Correlation vs. VIF in OLSR Model: Understanding Multicollinearity Decision Factors

correlationleast squaresmulticollinearitymultiple regressionvariance-inflation-factor

enter image description here

Date, age, mrt and shops are all predictors in a dataset of 414 observations. Pearson's product-moment correlation shows a sizeable negative correlation between mrt and shops (-0.6 so definitely higher than the minimum benchmark of 2/sqrt(n)). Yet the VIF for both is quite low. Does this mean there is multicollinearity or not? And why is the VIF so low if Pearson's r is -0.6?

Ps: I have found a similar question here, but there Pearson's r is not negative and that might mean a difference. Any help would be much appreciated.

Best Answer

This is largely covered elsewhere, e.g., in my answer to When can we speak of collinearity. Whether Pearson's $r$ is positive or negative makes no difference.

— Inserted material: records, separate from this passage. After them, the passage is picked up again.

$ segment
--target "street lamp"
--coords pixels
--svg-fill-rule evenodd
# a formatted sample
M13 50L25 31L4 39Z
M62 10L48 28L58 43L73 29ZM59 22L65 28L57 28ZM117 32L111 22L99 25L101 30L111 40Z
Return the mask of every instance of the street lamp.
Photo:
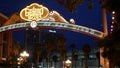
M24 62L26 62L26 58L29 57L29 53L27 53L26 51L23 51L22 53L20 53L20 56L23 57Z
M21 57L29 57L29 53L27 53L26 51L23 51L22 53L20 53Z
M68 60L66 60L65 61L65 64L66 64L66 68L70 68L70 64L71 64L72 62L68 59Z

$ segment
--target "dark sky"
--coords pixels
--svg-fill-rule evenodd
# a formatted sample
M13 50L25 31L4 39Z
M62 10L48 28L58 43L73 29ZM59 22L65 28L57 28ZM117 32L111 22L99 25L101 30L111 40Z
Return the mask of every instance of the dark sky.
M0 12L6 14L7 16L11 16L15 12L20 12L20 10L25 8L27 5L30 5L31 3L39 3L46 6L49 10L56 10L67 21L73 18L77 25L102 31L102 11L99 1L100 0L93 0L93 10L89 10L88 2L84 2L83 5L79 5L73 13L69 13L64 6L58 4L55 0L1 0ZM110 13L107 13L107 19L109 24L108 27L110 27ZM74 43L77 48L82 47L86 43L90 44L91 47L96 47L94 41L98 40L98 38L68 30L59 31L64 33L67 39L67 47L72 43ZM13 39L18 40L22 45L24 45L24 34L22 32L22 30L13 32Z

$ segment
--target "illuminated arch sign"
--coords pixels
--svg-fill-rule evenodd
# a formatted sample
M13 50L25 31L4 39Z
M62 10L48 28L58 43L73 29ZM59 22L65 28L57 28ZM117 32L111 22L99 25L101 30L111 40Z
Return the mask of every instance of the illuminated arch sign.
M49 10L37 3L32 3L30 6L22 9L20 17L26 21L39 21L48 16Z
M16 29L16 28L23 28L23 27L30 27L31 22L25 22L25 23L18 23L18 24L12 24L8 26L3 26L0 27L0 32L6 31L6 30L11 30L11 29ZM63 29L68 29L72 30L75 32L83 32L98 38L103 38L104 33L100 32L98 30L94 30L91 28L79 26L79 25L73 25L73 24L66 24L66 23L60 23L60 22L37 22L39 27L54 27L54 28L63 28Z

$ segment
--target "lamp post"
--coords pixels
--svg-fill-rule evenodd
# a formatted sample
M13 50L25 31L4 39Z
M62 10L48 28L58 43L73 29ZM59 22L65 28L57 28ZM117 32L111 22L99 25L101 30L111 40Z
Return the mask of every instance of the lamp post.
M68 59L65 61L65 64L66 64L66 68L71 68L70 65L71 65L71 61Z
M26 58L29 57L29 53L27 53L26 51L23 51L22 53L20 53L20 56L23 57L24 62L26 62Z

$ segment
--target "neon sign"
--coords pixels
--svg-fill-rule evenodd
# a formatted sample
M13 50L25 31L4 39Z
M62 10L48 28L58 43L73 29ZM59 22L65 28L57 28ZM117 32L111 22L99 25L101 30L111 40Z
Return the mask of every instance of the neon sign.
M23 27L29 27L31 22L25 22L25 23L18 23L18 24L12 24L9 26L3 26L0 27L0 32L10 30L10 29L16 29L16 28L23 28ZM83 32L98 38L103 38L104 33L100 32L98 30L94 30L91 28L87 28L84 26L79 25L73 25L73 24L66 24L66 23L60 23L60 22L37 22L38 26L40 27L54 27L54 28L63 28L63 29L69 29L75 32Z
M37 3L33 3L30 6L22 9L20 17L26 21L39 21L48 16L49 10Z

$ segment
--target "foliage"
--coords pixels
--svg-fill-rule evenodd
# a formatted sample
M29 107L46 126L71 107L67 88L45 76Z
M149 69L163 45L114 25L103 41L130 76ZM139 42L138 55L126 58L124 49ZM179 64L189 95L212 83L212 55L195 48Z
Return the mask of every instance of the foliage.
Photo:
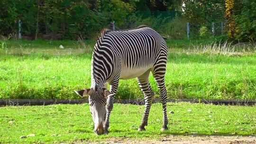
M236 6L240 7L234 10L232 18L235 32L234 37L237 40L243 41L256 41L256 2L235 0ZM237 3L236 4L236 2Z
M225 6L225 17L228 19L228 35L231 38L234 38L235 21L232 17L234 9L234 0L226 0Z
M186 23L184 17L176 17L159 27L159 31L169 39L183 39L186 36Z
M192 25L224 20L223 0L184 0L184 16Z
M201 38L206 38L207 36L210 36L210 33L207 27L204 26L203 26L200 28L199 30L199 36Z
M98 136L93 131L93 122L88 104L1 107L0 142L71 144L96 141L97 143L126 137L124 141L135 139L141 142L161 140L170 135L183 137L195 134L199 135L256 134L256 107L168 103L167 111L171 110L174 113L167 114L170 129L165 132L160 131L163 117L160 103L152 105L146 130L137 131L144 109L143 106L114 104L110 117L110 133ZM188 111L189 109L191 111ZM31 134L35 136L19 138L21 135Z

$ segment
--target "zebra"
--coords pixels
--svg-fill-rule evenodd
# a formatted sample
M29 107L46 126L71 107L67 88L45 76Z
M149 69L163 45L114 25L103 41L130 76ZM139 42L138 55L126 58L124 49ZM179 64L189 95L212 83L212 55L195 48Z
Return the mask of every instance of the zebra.
M96 135L109 133L110 116L120 79L137 78L144 96L145 108L138 131L146 130L154 92L149 83L152 72L163 105L162 131L168 130L167 91L165 75L166 43L152 28L142 26L125 30L104 30L94 46L91 63L91 88L75 91L89 95L90 109ZM109 83L109 91L105 83Z

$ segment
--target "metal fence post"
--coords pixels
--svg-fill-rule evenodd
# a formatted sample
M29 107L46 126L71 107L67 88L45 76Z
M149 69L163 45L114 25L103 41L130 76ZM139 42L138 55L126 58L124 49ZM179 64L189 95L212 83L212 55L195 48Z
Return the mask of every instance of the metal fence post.
M189 30L189 23L187 23L187 37L188 38L188 40L189 40L189 34L190 34L190 30Z
M110 22L110 29L111 30L115 30L115 21L113 21L113 22Z
M211 23L211 32L212 33L212 36L214 37L215 36L215 23L214 22Z
M21 21L18 20L18 39L21 38Z
M223 22L220 22L220 30L221 31L221 35L223 35Z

I have never heard of your "minimum benchmark", and it doesn't make any sense to me. Consider that if you only had $4$ data, I gather your minimum benchmark would say that a pairwise correlation between variables equal to $r = 1.0$ would be fine (i.e., $2/\sqrt{4} = 1$), whereas if you had $1600$ data, any $r>.05$ would be problematic (i.e., $2/\sqrt{1600} = .05$). I may be misunderstanding it, but that's nonsensical. Consider that, unless you have perfect multicollinearity, the primary impact is a reduction of power but that can still be overcome with sufficient $N$ (cf., my answer to: What is the effect of having correlated predictors in a multiple regression model?).

By (arbitrary) rule of thumb, you have a 'problem with multicollinearity' when you have a ${\rm VIF} \ge 10$. With respect to pairwise correlations alone, that would imply $|r| \gtrapprox .95$.